With these and other measures related to green taxation, the document defends that Spain should increase the weight of these taxes on the national GDP. Thus, it indicates that environmental collection would go from 1.8%, according to the average of the last four years, to 2.6% in 2030, 4% in 2040 and 5% in 2050.
The tax proposals of this plan are based on the tax reform project that the Executive has on the table and for which a committee of experts has opened that will draw the lines for these changes. The analysis of the problems that Spain has with regard to the tax burden and its remoteness from neighboring countries coincides with that raised in recent times by the Ministry of Finance. Although, it raises some concrete measures that so far have not been specified in the words of the Government.
One of those measures that until now had not been considered is an increase in excise duties, especially those dedicated to alcohol and tobacco to “converge with the main EU countries.” At this point, the taxation of petroleum-derived fuels is also resumed, a pending task for the Government that in the past General Budgets tried to implement a diesel tax that it ended up raising during the parliamentary negotiation.
This special tax reform is fixed for a shorter period, before 2030. In this period, the document also raises other tax modifications that the Government has to address. The first of these points is the review of tax benefits, a commitment made by the Executive in the recovery plan that has been sent to Brussels. “Greater scrutiny of tax benefits is required, maintaining only those that follow principles of effectiveness, efficiency and equity,” the document states. “From a criterion of horizontal equity, the current objective estimation systems by modules or coefficients in personal income tax, which do not have equivalents in the reference countries, should move towards tax systems based on real income, maintaining simplicity and ease of management that they suppose “, remarks. The digitization of tax management can contribute to this objective.
Another point refers to “rationalizing corporate taxation and promoting its international harmonization.” The first measure that he points out corresponds to eliminating tax benefits that apply to Corporation Tax, “which end up skewing its burden towards small companies and traditional and less mobile sectors.” “Spain should promote in the EU the implementation of the Consolidated Common Tax Base system of the IS, as well as a multilateral solution to tax large digital services companies and the implementation of a minimum effective rate in the IS”, the document states.
The ‘Spain 2050’ plan affects the need for a “comprehensive” reform of taxes on income, wealth and inheritance and donations, in order to eliminate tax incentives in favor of investment in assets related to real estate assets , increasing the effective taxation of capital and reinforcing its contribution to progressivity. Recently, the OECD has called for promoting the use of inheritance and gift tax as a tool against wealth imbalances in developed economies. The document presented this Thursday stresses that the “undesirable tax competition” strategies of the autonomies “undermine the collection and progressive scope of these taxes.”
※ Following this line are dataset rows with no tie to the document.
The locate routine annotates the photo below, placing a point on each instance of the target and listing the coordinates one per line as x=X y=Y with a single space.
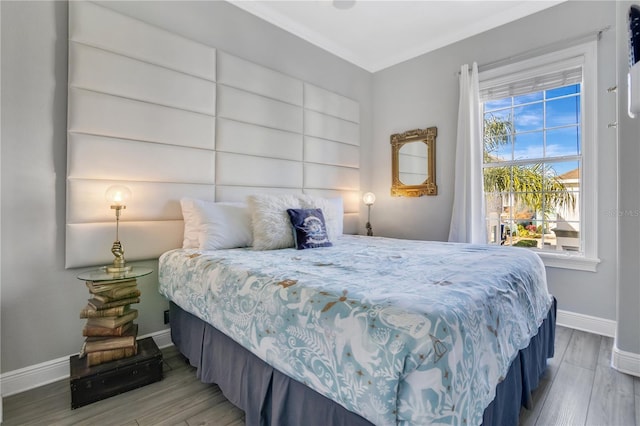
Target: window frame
x=585 y=55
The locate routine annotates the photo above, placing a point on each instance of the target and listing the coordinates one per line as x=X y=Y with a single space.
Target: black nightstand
x=91 y=384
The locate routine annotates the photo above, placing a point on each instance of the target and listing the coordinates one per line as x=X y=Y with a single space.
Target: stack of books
x=110 y=330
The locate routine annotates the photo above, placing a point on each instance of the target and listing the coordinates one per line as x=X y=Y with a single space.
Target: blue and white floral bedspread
x=398 y=331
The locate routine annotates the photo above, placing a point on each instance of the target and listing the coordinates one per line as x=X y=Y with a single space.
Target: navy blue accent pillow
x=309 y=229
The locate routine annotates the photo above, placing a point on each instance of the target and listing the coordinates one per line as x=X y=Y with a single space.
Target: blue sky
x=562 y=133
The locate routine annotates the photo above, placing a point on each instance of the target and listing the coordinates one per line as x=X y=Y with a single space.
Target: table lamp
x=117 y=196
x=369 y=198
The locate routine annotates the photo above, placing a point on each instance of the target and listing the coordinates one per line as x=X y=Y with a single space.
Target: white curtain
x=468 y=217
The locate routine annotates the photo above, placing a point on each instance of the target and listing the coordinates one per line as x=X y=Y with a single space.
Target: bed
x=367 y=331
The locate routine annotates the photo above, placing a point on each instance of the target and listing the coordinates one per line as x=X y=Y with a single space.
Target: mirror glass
x=413 y=161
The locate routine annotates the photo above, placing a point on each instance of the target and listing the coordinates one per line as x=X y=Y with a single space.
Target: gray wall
x=628 y=332
x=424 y=92
x=40 y=299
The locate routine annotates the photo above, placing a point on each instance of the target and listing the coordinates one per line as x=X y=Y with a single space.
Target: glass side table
x=101 y=274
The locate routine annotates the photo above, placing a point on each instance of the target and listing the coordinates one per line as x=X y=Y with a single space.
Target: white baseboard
x=601 y=326
x=625 y=362
x=47 y=372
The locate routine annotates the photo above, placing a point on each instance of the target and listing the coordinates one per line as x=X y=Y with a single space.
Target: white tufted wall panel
x=170 y=117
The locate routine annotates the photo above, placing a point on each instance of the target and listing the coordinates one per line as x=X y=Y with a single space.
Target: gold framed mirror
x=413 y=163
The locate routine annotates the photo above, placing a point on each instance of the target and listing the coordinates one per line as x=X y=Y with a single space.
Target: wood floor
x=578 y=388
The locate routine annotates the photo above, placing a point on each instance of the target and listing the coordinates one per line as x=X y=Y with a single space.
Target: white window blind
x=532 y=80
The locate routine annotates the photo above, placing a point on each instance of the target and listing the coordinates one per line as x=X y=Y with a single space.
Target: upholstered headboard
x=170 y=118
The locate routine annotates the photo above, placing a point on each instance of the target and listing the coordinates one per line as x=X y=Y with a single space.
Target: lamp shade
x=369 y=198
x=118 y=195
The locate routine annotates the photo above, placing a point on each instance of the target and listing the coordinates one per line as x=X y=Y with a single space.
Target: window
x=539 y=162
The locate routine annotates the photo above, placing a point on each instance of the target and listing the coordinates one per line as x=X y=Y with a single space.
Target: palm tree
x=536 y=186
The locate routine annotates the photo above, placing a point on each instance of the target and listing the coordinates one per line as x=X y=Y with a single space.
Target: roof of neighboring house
x=571 y=174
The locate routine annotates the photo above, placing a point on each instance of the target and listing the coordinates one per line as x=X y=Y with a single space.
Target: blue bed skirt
x=269 y=397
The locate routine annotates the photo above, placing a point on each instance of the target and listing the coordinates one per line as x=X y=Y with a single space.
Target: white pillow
x=332 y=210
x=270 y=222
x=222 y=225
x=191 y=226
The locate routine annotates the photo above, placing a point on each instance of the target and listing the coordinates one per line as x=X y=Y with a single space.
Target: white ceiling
x=376 y=34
The rest of the measures that must be proposed until 2030 point to a greater and efficient fight against fraud and an increase in training and tax knowledge of citizens, which includes the implementation of these contents in compulsory secondary education.
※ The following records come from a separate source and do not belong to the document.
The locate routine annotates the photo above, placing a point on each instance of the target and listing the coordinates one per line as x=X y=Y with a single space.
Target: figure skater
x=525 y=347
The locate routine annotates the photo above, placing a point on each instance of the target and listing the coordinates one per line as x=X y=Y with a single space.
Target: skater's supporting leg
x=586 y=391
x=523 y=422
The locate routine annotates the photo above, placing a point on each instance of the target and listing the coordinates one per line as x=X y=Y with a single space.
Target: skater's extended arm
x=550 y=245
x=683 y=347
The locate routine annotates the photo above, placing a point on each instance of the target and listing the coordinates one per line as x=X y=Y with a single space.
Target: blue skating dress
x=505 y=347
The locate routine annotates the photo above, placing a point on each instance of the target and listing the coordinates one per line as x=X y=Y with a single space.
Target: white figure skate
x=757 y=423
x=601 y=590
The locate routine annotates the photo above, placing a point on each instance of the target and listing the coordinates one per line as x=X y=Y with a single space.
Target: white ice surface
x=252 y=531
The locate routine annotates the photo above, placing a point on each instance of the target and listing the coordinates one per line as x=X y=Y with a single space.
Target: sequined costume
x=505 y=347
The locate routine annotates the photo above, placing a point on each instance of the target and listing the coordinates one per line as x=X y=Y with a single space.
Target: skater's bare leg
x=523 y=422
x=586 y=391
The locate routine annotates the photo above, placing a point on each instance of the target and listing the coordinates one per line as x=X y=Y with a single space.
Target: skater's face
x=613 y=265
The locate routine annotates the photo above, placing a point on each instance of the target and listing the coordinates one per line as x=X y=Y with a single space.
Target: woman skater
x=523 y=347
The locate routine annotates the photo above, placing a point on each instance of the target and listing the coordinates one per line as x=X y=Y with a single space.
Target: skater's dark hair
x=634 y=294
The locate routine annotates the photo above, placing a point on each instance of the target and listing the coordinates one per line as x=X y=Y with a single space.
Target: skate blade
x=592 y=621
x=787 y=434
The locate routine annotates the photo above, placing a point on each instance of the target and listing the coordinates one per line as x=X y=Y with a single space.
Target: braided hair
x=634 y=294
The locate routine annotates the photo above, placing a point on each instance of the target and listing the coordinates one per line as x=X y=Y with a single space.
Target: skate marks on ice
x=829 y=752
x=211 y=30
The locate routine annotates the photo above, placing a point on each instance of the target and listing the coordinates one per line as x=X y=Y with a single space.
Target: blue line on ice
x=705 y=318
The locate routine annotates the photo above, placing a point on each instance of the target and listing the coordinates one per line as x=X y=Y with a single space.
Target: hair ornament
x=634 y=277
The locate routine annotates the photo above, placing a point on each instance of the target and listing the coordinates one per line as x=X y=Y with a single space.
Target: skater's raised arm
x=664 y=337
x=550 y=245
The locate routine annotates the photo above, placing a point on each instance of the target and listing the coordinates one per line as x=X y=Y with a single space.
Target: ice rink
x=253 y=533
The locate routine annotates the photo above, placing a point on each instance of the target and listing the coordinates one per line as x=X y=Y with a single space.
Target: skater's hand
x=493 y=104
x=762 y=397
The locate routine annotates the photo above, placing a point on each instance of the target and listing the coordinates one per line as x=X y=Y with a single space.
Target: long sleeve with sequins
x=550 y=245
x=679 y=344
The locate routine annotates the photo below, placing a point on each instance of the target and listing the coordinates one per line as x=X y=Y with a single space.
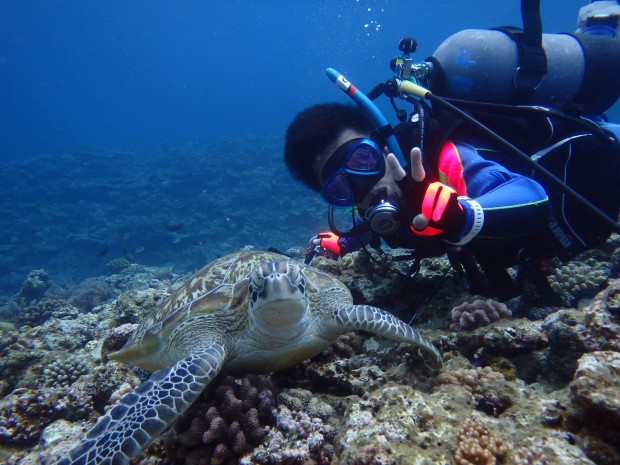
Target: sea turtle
x=251 y=312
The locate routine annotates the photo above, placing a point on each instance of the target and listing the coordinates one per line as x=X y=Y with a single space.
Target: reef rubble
x=534 y=386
Looking ahead to 2050, the plan focuses on other necessary reforms. The first one proposes “reconsidering the bases and types” of taxation on work in personal income tax, to adapt it to technological change. Thus, if this change relatively benefit the owners of capital as has occurred to date, the document proposes “to update the tax on capital to tax their returns more intensely.” For example, the document points out, the tax burden on non-productive income associated with technological change could be increased (eg, those derived from the exercise of market power by digital platforms), something that would not have to be a source inefficiency, given the non-productive nature of these returns.